3-methylbutan-1-ol

Administrative data

Description of key information

3 -methylbutan-1 -ol which did not cause sensitization in humans. Furthermore, it is not peptide reactive and does not activate keratinocytes.

This matches the results for Pentan-1 -ol. Pentan-1 -ol is not peptide reactive and does not activate keratinocytes.

Key value for chemical safety assessment

Skin sensitisation

Link to relevant study records

Referenceopen allclose all

Reference 1

Endpoint:

skin sensitisation: in chemico

Type of information:

experimental study

Adequacy of study:

weight of evidence

Study period:

08-11-2017 - 11-20-2017

Reliability:

1 (reliable without restriction)

Rationale for reliability incl. deficiencies:

guideline study

Qualifier:

according to guideline

Guideline:

OECD Guideline 442C (In Chemico Skin Sensitisation: Direct Peptide Reactivity Assay (DPRA))

GLP compliance:

yes (incl. QA statement)

Type of study:

direct peptide reactivity assay (DPRA)

Specific details on test material used for the study:

The analyses of the test item (= test substance) were carried out at Competence Center Analytics of BASF SE, 67056 Ludwigshafen, Germany.
Name of test substance: 3-Methyl-1-butanol
Test-substance No.: 11/0557-2
Batch identification: 59086375L0
CAS No.: 123-51-3
Purity: 99.7 corrected area-% (final report study code: 17L00189). For the DPRA 99.8% was used for calculation of 100 mM concentration, as this value was reported as preliminary information to study code 17L00189.
Identity: confirmed (final report study code: 17L00189)
Homogeneity: The test substance was homogeneous by visual inspection.
Storage stability: The stability under storage conditions over the study period was guaranteed by the sponsor, and the sponsor holds this
responsibility. The test facility is organizationally independent
from the BASF SE sponsor division.

ADDITIONAL TEST-SUBSTANCE INFORMATION
Physical state / color: liquid / colorless, clear
Storage conditions: ambient
Molecular weight: 88.15 g/mol
Log KOW: 1.28 (information taken from safety data sheet)

Proposed reaction mechanism for protein binding by OECD toolbox (non-GLP system):
The OECD toolbox did not indicate an alert for protein binding for either the substance or its predicted metabolites (auto-oxidation, hydrolysis, and skin metabolism).

Because the test-substance preparation was incubated with the peptide (DPRA), no analysis of the test substance in the vehicle was performed.

Details on the study design:

TEST SYSTEM
Synthetic peptides: Cysteine- (C-) containing peptide: Ac-RFAACAA-COOH (MW=751.9 g/mol)
Lysine- (K-) containing peptide: Ac-RFAAKAA-COOH (MW=776.2 g/mol)
The peptides are custom material (Supplier: GenScript, Piscataway, NJ, USA and JPT Peptide Technologies GmbH, Berlin, Germany)
containing phenylalanine to aid in detection and either cysteine or lysine as the reactive center.


Controls for the DPRA
Negative control (NC): vehicle control = acetonitrile
Positive control (PC): Ethylene glycol dimethacrylate (EGDMA; CAS-no. 97-90-5), prepared as a 50 mM solution in acetonitrile.
Co-elution control: Sample prepared of the respective peptide buffer and the test substance but without peptide.
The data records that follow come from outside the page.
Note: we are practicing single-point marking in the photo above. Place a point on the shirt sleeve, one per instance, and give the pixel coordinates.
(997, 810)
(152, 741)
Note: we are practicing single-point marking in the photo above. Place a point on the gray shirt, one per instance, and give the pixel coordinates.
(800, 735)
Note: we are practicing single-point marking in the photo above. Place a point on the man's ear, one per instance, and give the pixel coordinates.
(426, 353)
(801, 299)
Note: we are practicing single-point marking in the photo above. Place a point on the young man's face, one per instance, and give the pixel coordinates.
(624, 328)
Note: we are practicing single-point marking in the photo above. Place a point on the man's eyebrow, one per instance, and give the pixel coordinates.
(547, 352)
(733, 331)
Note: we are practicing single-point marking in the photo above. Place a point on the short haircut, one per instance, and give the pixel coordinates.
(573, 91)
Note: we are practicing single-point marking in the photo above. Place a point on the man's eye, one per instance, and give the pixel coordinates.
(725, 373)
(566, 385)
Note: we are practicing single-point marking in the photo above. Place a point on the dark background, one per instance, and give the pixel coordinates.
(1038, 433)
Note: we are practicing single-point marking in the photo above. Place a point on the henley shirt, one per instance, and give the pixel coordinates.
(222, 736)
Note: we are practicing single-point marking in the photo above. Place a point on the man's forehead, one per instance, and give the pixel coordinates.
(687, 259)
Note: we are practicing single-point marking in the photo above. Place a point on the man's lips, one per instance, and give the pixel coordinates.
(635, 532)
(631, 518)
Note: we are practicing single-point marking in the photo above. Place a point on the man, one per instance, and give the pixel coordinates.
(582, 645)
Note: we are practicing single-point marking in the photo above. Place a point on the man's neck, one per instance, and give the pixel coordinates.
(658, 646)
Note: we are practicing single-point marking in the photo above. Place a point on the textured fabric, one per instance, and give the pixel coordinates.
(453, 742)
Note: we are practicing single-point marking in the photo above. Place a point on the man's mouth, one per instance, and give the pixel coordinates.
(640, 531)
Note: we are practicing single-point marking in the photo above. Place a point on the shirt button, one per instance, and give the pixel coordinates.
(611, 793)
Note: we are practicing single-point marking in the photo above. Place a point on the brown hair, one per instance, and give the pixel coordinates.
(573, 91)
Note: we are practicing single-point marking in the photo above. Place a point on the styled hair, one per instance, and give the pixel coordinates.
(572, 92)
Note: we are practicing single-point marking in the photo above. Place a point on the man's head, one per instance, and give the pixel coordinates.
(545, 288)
Test substance preparation for the DPRA
The test substance was prepared as a 100 mM (considering a molecular weight of 88.15 g/mol and a purity/contents of 99.8% (preliminary information to study code 17L00189)3) preparation in acetonitrile. After short stirring the test substance was soluble in the vehicle.
Vehicle: acetonitrile
Reason for the vehicle: The test substance was soluble in acetonitrile.
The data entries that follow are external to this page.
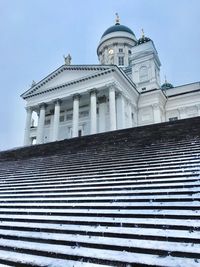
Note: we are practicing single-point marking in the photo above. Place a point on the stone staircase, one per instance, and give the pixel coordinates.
(123, 198)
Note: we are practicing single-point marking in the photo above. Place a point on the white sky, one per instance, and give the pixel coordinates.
(35, 34)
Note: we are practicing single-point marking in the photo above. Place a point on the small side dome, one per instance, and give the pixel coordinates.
(117, 28)
(143, 39)
(166, 85)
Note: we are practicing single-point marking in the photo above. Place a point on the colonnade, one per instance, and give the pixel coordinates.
(113, 123)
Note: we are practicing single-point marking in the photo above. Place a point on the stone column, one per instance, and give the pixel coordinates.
(102, 113)
(121, 119)
(27, 140)
(112, 108)
(198, 109)
(156, 113)
(93, 111)
(130, 121)
(182, 114)
(135, 114)
(40, 127)
(56, 120)
(75, 119)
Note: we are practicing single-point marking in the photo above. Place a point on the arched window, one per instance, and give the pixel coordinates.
(143, 74)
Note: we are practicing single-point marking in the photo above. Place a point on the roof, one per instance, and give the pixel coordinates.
(129, 197)
(93, 71)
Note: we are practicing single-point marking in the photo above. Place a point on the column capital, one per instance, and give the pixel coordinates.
(76, 96)
(29, 109)
(155, 106)
(57, 101)
(102, 99)
(111, 86)
(119, 94)
(93, 91)
(42, 105)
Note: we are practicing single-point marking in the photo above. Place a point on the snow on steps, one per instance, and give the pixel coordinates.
(124, 198)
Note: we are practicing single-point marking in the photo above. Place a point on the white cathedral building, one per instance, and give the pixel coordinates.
(123, 91)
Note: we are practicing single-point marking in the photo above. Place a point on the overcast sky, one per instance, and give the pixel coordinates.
(35, 34)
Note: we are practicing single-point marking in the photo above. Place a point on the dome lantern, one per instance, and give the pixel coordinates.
(115, 44)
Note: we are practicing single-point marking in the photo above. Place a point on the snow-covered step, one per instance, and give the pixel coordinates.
(131, 233)
(97, 255)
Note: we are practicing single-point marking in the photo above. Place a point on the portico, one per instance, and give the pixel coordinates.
(86, 113)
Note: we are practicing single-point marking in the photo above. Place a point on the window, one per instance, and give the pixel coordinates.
(79, 133)
(121, 61)
(69, 117)
(47, 121)
(173, 119)
(62, 118)
(143, 74)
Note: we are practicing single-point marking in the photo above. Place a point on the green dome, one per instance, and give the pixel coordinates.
(166, 86)
(143, 40)
(118, 28)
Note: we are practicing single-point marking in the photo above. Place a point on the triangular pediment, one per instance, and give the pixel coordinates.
(65, 75)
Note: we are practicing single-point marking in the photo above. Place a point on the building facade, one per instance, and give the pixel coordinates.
(123, 91)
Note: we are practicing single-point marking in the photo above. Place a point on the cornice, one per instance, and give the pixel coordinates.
(79, 80)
Experimental procedure of the DPRA
The test substance was dissolved in a suitable vehicle. Three samples of the test substance were incubated with each peptide. Additionally, triplicates of the concurrent vehicle control (=NC) were incubated with the peptides. The remaining non-depleted peptide concentration was determined thereafter by HPLC with gradient elution and UV-detection at 220 nm. In addition, calibration samples of known peptide concentration, prepared from the respective peptide stock solution used for test-substance incubation, were measured in parallel with the same analytical method.
Test substance solubility
Prior to the assay the solubility of the test substance at a concentration of 100 mM was tested. A suitable non-reactive, water-miscible solvent which dissolves the test substance completely (no visible precipitation or cloudyness of the test-substance preparation) should be used. The preferred solvent was acetonitrile. When not soluble in acetonitrile solutions in water, isopropanol, acetone, propanol, methanol or mixtures of these solvents were tried.

Preparation of peptide stock solutions
Peptide stock solutions in a concentration of 0.667 mM were prepared in pH 7.5 phosphate buffer (C-containing peptide) or pH 10.2 ammonium acetate buffer (K-containing peptide). The peptide stock solution was used for preparing the calibration samples and the test-substance and control samples.
Preparation of calibration samples
The following calibration samples were prepared from the peptide stock solutions in 20% acetonitrile in the respective buffer (= dilution buffer) using serial dilution:
Calib. 1 Calib. 2 Calib. 3 Calib. 4 Calib. 5 Calib. 6 Dilution buffer
mM peptide 0.534 0.267 0.134 0.067 0.033 0.017 0.000
The analysis of the calibration samples was started before analysis of the test-substance samples.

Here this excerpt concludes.